ELB Health Check not checking web instance after booting up

1
votes

We have a web instance (nginx) behind a ELB which we manually power on when required. The web app starts up quickly and returns a successful 200 response when we run wget locally.

However the website will not load as the ELB isn't sending healthcheck requests to the instance. I can confirm this by viewing the nginx access logs.

The workaround I've been using is to remove the web instance from the ELB and add it back in. This seem to activate the healthchecks again and they are visible from our access logs.
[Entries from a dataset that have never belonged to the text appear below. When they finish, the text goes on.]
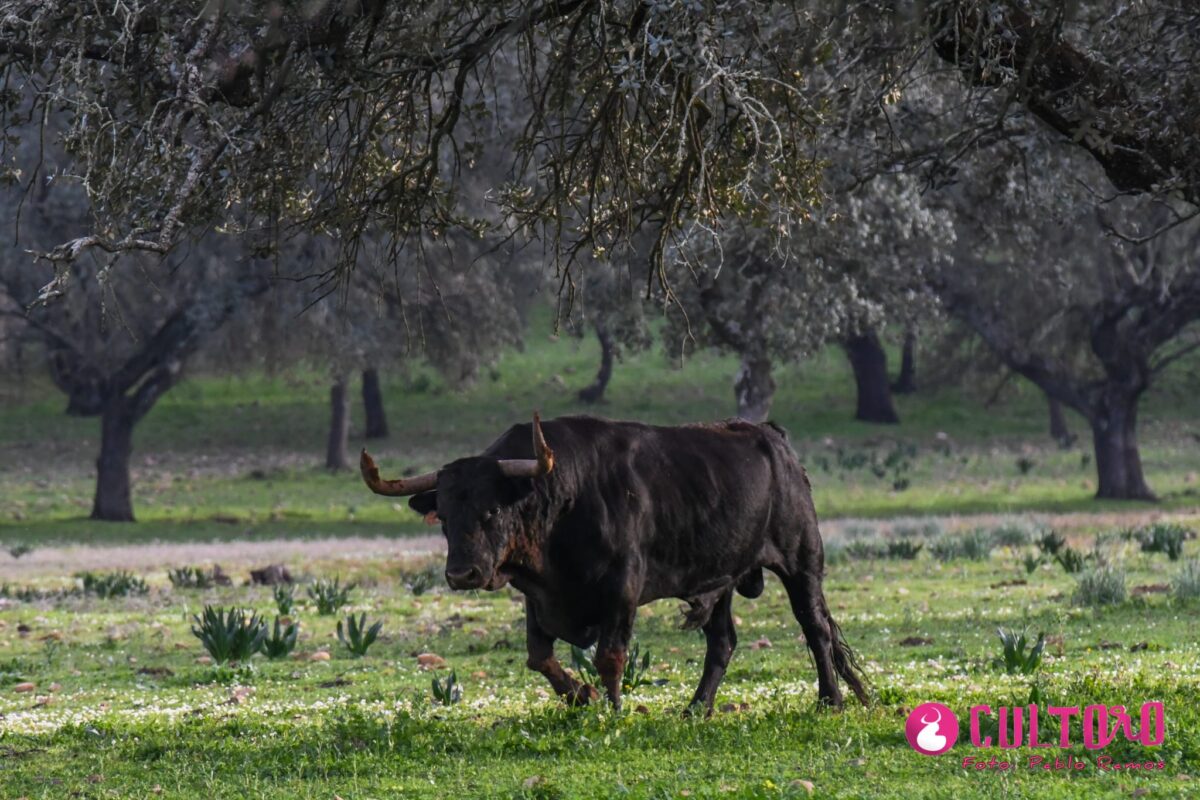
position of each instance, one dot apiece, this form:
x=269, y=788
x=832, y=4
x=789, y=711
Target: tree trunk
x=113, y=501
x=870, y=365
x=1059, y=429
x=594, y=392
x=906, y=382
x=372, y=405
x=1117, y=461
x=754, y=388
x=339, y=426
I've edited our Healthcheck settings to allow a longer timeout and raise the Unhealthy Threshold to 3 but this has made no difference.
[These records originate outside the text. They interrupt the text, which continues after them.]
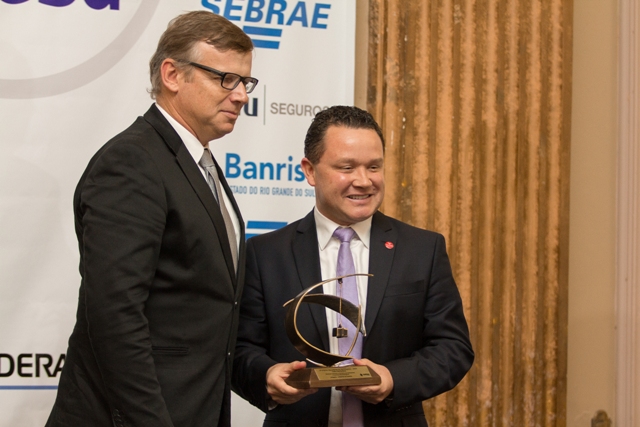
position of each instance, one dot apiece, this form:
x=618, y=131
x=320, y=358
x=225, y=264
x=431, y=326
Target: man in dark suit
x=162, y=249
x=417, y=336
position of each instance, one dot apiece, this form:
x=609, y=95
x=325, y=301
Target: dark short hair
x=338, y=115
x=182, y=34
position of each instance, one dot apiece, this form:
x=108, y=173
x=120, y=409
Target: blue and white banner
x=73, y=74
Currently our Health Check Config is: Ping Target: HTTPS:443/login Timeout: 10 sec Interval: 12 sec Unhealthy: 2 Healthy: 2

Listener: HTTPS 443 to HTTPS 443 SSL Cert

The ELB and web instance are both on the same public VPC Security Group which has http/https opened to 0.0.0.0/0

Can anyone help me figure out why the ELB Health checks aren't kicking in as soon as the web instance has started? Is this by design or is there a way of automatically initiating the checks? Thank you.

Niall

1
amazon-ec2connectivityamazon-elbvpcamazon-vpc

1 Answers

0
votes

Does your instance come up with a different IP address each time you start it?

Elastic Load Balancing registers your load balancer with your EC2 instances using the IP addresses that are associated with your instances. When an instance is stopped and then restarted, the IP address associated with your instance changes. Your load balancer cannot recognize the new IP address, which prevents it from routing traffic to your instances.

http://docs.aws.amazon.com/ElasticLoadBalancing/latest/DeveloperGuide/TerminologyandKeyConcepts.html#registerinstance

It would seem like the appropriate approach to getting the instance re-associated would be for code running on the web server instance to programmatically register itself with the load balancer via the API when the startup process determines that the instance is ready for web traffic.

Update:

Luke@AWS: "You should be de-registering from your ELB during a stop/start."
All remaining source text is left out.